Let's say that you have an interface like this;

public interface Scoreboard {
    int getScoreForPlayer(String player);
    void setScoreForPlayer(String player, int score);
    Map<String, Integer> getAllScores();
}

with the following normal implementation

public class ScoreboardImplementation implements Scoreboard {

    private final Map<String, Integer> scores = new HashMap<>();

    @Override
    public int getScoreForPlayer(String player) {
        return scores.getOrDefault(player, 0);
    }

    @Override
    public void setScoreForPlayer(String player, int score) {
        scores.put(player, score);
    }

    @Override
    public Map<String, Integer> getAllScores() {
        return scores;
    }
}

Then you can use your own implementation instance within your application, or share it with external applications by registering it as an implementation, for this example, we'll give it a namespace so we can have multiple scoreboards for each game mode.

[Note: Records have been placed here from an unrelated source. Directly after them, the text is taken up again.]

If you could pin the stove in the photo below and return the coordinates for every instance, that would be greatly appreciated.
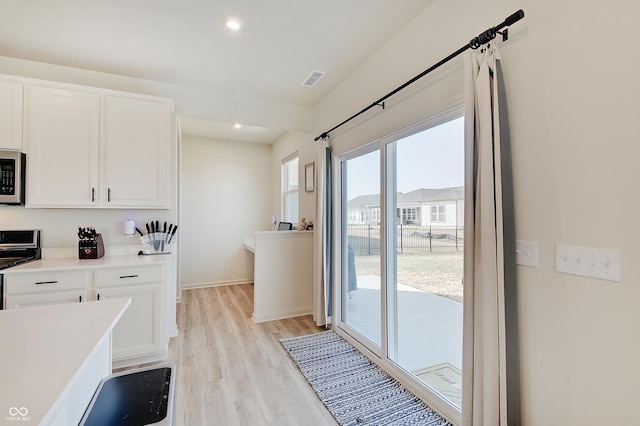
(16, 248)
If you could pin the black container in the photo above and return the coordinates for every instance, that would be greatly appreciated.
(91, 248)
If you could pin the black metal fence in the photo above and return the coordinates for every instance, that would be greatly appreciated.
(365, 239)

Meteor meteor = new Meteor(new RedisTransport("localhost", 6379, "scoreboard-sync"));
meteor.registerImplementation(new ScoreboardImplementation(), "parkour-leaderboard");

and we can obtain an instance of this scoreboard from any other process by requesting a procedure class

Meteor meteor = new Meteor(new RedisTransport("localhost", 6379, "scoreboard-sync"));
Scoreboard parkourScoreboard = meteor.registerProcedure(Scoreboard.class, "parkour-leaderboard");

and that's it! parkourScoreboard is a dynamically generated implementation of the Scoreboard class, mapping to our ScoreboardImplementation running in the other process. All methods are blocking and function exactly like they would if you're calling them on a local instance. This allows you to run a single instance if you want, or easily scale your code across multiple processes without having to worry about any of the details.

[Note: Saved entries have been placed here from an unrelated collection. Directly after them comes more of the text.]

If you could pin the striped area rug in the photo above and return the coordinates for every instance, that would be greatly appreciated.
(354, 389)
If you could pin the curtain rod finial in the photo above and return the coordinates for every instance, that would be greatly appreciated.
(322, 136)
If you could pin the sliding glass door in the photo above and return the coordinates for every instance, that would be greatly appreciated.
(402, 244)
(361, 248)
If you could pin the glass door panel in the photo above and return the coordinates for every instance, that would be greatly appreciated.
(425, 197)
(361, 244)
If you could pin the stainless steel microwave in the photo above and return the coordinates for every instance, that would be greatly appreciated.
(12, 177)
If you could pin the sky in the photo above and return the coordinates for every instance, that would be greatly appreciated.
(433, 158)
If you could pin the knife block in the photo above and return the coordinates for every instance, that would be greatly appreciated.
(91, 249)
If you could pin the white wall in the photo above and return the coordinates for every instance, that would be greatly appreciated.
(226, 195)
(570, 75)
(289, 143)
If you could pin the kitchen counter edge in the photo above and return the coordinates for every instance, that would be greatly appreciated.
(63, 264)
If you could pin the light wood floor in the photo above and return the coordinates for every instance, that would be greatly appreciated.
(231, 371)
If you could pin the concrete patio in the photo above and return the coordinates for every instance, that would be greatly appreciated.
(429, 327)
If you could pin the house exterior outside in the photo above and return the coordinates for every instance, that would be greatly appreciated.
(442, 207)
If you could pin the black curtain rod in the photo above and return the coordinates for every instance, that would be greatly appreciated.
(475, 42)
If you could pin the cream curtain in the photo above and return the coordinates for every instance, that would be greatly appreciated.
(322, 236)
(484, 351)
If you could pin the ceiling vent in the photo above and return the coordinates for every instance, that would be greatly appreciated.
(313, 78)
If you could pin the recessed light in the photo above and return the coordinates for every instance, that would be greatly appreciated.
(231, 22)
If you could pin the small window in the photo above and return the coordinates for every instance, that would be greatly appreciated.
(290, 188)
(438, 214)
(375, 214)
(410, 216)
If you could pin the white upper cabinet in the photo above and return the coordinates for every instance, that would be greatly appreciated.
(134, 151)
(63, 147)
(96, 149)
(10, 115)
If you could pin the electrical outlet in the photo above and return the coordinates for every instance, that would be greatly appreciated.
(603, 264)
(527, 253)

View example code with a local loopback

Parameters

  • RpcTransport transport - The transport to use for this Meteor instance (see below, also open to own implementations)
  • RpcSerializer serializer - The serializer to use for this Meteor instance (Defaults to a Gson based generic, open to own implementations)
  • RpcOptions options
    • int threadPoolSize - The size of the thread pool to use for invocations (defaults to 1)
    • int invocationTimeout - The timeout for invocations (defaults to 30 seconds)
    • ClassLoader classLoader - The classloader to use for dynamically generated classes (defaults to the current thread's context classloader)

Transport Options

Current official transport options:

  • meteor-redis Which is a Jedis-based Redis transport
  • loopback Which is a local loopback transport (for testing)

Performance

Meteor is designed to be as fast as possible, and the overhead incurred by Meteor is minimal. A full performance analysis can be found here

Design considerations

To queue or not to queue

The library itself is un opinionated about transport and thus execution. It's up to the specific transport implementation to decide whether a fan-out or queueing strategy is appropriate. The default Redis implementation uses a normal broadcast, meaning that all invocations will be executed on all nodes which provide an implementation (but only the first return value is returned to the invoker function). Other implementations may use a more sophisticated queueing mechanism, allowing implementation instances to only process a subset of the invocations.

Error handling

Invocations leading to an exception on the implementation are considered as not being successful and cause an InvocationTimedOutException to be thrown by the invoker after the configured timeout (which defaults to 30 seconds). The invocation will still be successful if another listening implementation succeeds in invoking the method within the timeframe.

Concurrency

Each Meteor instance uses its own internal thread pool for invocations against implementations. Invocations are queued up (in order of invocation time) if an implementation is busy. The thread pool size can be configured through the RpcOptions, and defaults to 1.

To serialize or not to serialize

The library itself is un opinionated about serialization. GSON gets used by default, but you can use any other serialization library you want, as long as it can serialize and deserialize generic types with another fallback method for unknown types.